Ever since it was founded, the CAYC (Centro de Arte y Comunicación), helmed by the cultural promoter, artist, and businessman Jorge Glusberg, was intended as an interdisciplinary space where an experimental art movement could flourish. The establishment of collaborative networks connecting local and international artists and critics played an important role in this process. In addition to the exhibitions, a program of different activities provided viewers with a greater chance of seeing the latest innovations in art and scientific thought. According to Glusberg, the coordination between theoretical thinking and artistic practice was a key factor in the achievement of social change.
The CAYC had always wanted to be a part of the international art and culture milieu. To celebrate the opening of their headquarters on Viamonte street, they organized an auction of works donated by artists that would attract foreign critics such as Jasia Reichardt, deputy director of the Institute of Contemporary Art (ICA) in London; Charles Spencer, director of the Camden Art Centre, also in London; and critics and artists like Willoughby Sharp and Charles Harrison. This initiative launched a period of transnational exchanges that lasted for much of the 1970s.

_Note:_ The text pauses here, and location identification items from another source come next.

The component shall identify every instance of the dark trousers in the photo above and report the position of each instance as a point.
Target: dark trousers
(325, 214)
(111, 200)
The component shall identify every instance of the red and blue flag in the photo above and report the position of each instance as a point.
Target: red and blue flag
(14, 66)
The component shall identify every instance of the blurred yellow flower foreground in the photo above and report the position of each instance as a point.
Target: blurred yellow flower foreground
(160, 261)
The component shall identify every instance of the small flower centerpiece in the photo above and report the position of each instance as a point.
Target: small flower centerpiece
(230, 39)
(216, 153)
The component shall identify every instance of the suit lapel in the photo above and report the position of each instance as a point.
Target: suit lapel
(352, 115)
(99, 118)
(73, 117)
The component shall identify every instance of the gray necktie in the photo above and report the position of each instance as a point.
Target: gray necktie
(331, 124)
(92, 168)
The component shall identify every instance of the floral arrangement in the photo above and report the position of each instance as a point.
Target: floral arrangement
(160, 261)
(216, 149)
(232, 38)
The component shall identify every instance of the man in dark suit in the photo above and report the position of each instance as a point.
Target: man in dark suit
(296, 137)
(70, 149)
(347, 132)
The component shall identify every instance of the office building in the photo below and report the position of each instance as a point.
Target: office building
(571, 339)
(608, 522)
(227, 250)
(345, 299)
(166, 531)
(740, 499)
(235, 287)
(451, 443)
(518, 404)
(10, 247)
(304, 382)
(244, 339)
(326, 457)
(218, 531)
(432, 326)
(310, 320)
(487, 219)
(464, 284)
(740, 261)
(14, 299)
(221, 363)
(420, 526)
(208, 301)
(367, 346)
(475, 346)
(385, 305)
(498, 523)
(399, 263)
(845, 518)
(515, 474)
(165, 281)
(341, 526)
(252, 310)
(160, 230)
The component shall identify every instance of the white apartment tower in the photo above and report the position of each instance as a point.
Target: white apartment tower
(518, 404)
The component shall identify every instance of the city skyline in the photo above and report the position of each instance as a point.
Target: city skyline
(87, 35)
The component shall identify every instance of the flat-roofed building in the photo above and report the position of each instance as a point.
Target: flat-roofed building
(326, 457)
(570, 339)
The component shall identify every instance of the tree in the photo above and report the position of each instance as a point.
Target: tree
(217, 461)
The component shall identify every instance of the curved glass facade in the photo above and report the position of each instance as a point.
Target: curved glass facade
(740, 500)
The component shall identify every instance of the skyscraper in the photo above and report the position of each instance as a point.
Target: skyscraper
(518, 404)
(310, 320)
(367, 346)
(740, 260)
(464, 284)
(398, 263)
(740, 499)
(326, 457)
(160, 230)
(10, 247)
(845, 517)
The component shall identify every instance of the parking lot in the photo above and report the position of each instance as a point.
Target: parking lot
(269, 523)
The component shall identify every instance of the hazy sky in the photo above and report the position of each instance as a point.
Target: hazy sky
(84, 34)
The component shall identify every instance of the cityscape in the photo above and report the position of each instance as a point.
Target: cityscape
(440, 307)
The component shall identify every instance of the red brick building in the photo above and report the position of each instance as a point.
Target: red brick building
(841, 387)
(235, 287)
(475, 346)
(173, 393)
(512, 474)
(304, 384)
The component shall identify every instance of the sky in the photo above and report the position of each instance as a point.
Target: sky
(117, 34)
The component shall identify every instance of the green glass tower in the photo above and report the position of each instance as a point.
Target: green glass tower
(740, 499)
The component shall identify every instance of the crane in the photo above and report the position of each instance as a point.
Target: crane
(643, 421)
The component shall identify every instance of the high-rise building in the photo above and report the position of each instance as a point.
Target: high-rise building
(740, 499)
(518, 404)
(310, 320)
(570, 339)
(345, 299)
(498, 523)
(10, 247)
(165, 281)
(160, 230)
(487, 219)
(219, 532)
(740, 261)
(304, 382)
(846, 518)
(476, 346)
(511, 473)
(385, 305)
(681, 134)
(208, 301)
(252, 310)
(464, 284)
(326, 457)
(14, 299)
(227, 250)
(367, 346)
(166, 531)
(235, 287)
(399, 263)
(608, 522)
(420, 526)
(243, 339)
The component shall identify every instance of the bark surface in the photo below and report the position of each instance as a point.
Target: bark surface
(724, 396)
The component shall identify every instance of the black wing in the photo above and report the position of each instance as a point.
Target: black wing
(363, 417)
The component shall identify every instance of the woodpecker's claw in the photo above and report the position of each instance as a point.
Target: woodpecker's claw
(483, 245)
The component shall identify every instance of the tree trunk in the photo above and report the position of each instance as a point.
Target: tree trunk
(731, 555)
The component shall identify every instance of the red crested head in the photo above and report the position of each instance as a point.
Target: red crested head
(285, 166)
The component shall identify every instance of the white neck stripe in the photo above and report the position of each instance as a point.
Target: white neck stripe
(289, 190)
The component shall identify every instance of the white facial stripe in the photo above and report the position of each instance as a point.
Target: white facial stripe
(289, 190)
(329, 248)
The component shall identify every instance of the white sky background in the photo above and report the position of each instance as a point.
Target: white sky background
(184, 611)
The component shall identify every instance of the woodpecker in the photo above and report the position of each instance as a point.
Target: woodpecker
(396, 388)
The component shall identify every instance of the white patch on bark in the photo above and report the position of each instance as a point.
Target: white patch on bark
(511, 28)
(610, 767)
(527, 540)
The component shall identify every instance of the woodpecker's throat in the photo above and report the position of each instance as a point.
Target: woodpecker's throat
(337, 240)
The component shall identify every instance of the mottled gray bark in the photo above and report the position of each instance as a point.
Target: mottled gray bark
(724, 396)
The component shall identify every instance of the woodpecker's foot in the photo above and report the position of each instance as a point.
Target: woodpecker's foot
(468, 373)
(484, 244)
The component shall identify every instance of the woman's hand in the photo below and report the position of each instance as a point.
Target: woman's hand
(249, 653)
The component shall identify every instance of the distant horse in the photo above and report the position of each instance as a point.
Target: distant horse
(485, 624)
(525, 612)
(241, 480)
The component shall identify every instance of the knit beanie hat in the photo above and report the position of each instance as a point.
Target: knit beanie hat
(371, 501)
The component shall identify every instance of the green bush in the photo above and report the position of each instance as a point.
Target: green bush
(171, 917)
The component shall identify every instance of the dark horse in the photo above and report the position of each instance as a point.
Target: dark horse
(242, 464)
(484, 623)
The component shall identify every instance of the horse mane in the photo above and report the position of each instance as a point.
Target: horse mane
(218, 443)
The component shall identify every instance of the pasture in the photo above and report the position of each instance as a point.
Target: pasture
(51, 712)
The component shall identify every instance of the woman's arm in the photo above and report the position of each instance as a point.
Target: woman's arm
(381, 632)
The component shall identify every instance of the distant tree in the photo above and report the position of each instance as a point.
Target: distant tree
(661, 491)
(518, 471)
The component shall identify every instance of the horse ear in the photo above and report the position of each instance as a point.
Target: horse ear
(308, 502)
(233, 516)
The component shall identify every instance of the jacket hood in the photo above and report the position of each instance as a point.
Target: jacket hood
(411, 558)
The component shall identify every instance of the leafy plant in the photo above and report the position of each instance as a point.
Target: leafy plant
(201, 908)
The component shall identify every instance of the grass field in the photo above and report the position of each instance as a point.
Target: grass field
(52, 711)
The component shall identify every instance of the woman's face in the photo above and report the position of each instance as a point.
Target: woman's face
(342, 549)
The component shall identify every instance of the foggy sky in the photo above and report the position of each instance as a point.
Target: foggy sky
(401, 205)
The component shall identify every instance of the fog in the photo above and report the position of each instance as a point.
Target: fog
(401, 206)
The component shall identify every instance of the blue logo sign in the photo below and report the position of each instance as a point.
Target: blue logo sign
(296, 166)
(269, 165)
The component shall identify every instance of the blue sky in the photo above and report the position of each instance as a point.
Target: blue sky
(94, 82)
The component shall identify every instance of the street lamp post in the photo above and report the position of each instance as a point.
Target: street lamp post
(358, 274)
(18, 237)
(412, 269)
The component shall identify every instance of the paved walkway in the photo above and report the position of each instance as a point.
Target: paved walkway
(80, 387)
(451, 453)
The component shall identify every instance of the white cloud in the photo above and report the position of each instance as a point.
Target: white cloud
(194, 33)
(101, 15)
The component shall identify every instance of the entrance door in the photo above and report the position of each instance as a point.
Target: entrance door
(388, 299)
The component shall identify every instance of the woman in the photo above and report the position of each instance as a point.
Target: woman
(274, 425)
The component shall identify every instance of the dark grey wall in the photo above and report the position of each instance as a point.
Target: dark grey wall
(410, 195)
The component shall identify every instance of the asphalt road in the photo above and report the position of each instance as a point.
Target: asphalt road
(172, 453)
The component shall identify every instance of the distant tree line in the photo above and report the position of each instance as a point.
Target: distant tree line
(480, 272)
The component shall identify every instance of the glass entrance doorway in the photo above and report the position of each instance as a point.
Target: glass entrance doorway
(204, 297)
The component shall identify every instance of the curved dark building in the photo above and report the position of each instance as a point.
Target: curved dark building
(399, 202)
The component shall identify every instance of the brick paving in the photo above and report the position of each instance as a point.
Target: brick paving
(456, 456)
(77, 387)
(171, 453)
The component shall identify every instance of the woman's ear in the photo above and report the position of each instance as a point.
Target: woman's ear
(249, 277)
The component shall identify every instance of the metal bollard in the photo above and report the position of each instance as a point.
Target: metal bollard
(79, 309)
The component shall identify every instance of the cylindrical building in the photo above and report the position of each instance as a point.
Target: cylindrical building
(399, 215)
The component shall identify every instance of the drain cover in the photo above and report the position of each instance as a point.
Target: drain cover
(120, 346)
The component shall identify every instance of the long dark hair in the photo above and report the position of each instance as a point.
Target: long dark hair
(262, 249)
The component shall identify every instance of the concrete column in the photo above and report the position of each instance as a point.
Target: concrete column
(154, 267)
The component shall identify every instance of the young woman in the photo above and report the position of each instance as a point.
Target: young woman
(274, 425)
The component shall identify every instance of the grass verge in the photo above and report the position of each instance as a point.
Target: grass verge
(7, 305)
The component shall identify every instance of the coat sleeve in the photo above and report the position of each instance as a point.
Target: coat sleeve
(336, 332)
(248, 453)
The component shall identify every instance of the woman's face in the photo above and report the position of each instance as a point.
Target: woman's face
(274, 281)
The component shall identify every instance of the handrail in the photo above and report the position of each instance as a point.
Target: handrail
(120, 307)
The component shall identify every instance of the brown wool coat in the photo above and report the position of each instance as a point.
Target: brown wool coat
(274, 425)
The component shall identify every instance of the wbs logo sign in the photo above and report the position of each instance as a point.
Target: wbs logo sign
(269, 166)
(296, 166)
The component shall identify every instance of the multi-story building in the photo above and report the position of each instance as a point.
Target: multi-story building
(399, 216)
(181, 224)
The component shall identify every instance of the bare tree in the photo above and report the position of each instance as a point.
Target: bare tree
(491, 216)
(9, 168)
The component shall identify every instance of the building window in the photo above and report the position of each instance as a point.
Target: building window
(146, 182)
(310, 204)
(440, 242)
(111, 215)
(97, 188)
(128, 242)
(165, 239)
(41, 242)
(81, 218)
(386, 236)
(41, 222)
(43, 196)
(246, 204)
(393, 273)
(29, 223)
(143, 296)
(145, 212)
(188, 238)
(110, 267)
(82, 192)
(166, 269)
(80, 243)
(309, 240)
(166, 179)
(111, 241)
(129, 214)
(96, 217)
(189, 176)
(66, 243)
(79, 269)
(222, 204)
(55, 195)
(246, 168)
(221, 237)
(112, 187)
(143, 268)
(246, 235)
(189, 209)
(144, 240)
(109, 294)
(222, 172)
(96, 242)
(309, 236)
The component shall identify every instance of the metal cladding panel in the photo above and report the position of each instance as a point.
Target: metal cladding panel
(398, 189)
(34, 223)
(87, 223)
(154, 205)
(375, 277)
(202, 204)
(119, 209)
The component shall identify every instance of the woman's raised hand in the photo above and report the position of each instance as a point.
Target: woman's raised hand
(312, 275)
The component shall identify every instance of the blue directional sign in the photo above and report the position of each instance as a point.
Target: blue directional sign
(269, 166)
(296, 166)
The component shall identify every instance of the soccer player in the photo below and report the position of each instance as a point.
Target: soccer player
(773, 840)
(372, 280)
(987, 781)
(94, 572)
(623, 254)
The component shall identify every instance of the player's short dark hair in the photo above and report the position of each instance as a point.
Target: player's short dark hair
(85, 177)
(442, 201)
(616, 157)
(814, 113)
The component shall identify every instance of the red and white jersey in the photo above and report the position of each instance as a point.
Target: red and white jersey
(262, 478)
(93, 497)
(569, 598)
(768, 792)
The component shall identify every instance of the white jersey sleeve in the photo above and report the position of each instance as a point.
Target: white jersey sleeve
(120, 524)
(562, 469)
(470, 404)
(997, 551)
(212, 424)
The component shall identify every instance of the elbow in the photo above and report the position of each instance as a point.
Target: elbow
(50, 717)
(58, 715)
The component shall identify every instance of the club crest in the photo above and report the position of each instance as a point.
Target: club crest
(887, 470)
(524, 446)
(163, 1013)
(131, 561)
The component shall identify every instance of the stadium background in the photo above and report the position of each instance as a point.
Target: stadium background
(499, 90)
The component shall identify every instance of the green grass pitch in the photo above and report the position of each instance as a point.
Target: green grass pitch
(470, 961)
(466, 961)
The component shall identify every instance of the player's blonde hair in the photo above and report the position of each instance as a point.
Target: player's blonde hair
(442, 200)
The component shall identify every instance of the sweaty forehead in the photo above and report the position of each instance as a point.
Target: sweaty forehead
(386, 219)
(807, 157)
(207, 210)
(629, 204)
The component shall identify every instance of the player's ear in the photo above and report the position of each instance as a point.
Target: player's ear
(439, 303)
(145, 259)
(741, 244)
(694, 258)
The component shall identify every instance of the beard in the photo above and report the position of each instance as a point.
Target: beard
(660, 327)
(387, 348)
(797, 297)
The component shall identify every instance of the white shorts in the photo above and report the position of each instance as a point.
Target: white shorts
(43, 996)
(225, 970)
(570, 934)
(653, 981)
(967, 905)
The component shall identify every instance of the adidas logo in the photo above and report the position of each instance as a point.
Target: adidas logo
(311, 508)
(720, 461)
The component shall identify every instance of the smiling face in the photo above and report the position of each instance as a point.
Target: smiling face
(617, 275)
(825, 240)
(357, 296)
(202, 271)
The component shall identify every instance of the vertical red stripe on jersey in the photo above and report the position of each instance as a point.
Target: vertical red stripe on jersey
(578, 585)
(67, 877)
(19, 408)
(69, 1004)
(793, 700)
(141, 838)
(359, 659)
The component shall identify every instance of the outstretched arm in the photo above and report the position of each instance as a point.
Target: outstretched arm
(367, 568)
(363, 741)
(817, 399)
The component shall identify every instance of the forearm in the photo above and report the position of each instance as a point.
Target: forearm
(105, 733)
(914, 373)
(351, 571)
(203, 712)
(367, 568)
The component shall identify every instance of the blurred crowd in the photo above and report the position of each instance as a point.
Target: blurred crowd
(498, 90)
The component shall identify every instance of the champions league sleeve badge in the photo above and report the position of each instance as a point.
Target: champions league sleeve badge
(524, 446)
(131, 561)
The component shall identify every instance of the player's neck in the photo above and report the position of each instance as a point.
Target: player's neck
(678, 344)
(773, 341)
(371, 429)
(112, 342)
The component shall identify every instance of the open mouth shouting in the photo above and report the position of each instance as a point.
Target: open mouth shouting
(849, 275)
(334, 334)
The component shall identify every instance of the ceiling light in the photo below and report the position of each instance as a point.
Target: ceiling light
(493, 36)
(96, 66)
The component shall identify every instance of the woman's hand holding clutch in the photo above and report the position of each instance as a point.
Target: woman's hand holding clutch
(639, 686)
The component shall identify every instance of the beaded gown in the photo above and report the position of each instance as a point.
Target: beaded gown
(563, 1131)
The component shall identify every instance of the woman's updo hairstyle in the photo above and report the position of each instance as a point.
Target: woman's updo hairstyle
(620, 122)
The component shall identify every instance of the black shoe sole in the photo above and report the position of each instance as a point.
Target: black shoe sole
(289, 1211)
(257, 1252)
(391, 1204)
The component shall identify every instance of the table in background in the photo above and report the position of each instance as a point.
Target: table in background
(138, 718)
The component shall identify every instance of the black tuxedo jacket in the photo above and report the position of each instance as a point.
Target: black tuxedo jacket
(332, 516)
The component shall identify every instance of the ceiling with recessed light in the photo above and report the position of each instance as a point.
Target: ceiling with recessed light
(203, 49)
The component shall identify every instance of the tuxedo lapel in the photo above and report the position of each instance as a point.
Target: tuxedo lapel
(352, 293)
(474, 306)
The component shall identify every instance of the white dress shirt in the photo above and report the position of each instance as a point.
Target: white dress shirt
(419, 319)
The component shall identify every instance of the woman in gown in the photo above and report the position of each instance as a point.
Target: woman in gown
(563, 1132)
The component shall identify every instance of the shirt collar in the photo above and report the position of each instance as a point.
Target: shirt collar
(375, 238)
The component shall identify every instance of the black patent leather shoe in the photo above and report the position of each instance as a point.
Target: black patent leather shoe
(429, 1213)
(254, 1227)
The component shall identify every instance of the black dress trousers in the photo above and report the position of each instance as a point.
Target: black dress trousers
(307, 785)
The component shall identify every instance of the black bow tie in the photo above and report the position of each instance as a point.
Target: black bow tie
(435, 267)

After an initial exhibition overseas (From Figuration Art to Systems Art in Argentina, Camden Arts Centre, London February 1971), the CAYC hosted El arte como idea en Inglaterra, which consisted of works selected by Charles Harrison (1942–2009). Harrison was a well-known historian, curator, and member of the pioneering art group Art & Language. In 1968 the group started challenging the practice and criticism of modern art, encouraging artists to “dematerialize in art.” These ideas had already made the rounds in Argentina thanks to the critic Oscar Masotta (see: Happenings, ed. Jorge Álvarez, Buenos Aires: 1967). Artists increasingly rejected traditional supports (such as painting or sculpture, among others) and created conceptual pieces that emphasized process.
This matter received worldwide exposure thanks to a potpourri book whose original title filled the entire cover. Six Years: The Dematerialization of the Art Object from 1966 to 1972 (1973), written by Lucy R. Lippard and John Chandler. The original essay was written in 1968, when Lippard happened to be in Argentina, where she got in touch with members of the Tucumán Arde (1968) movement, in Rosario and in Buenos Aires.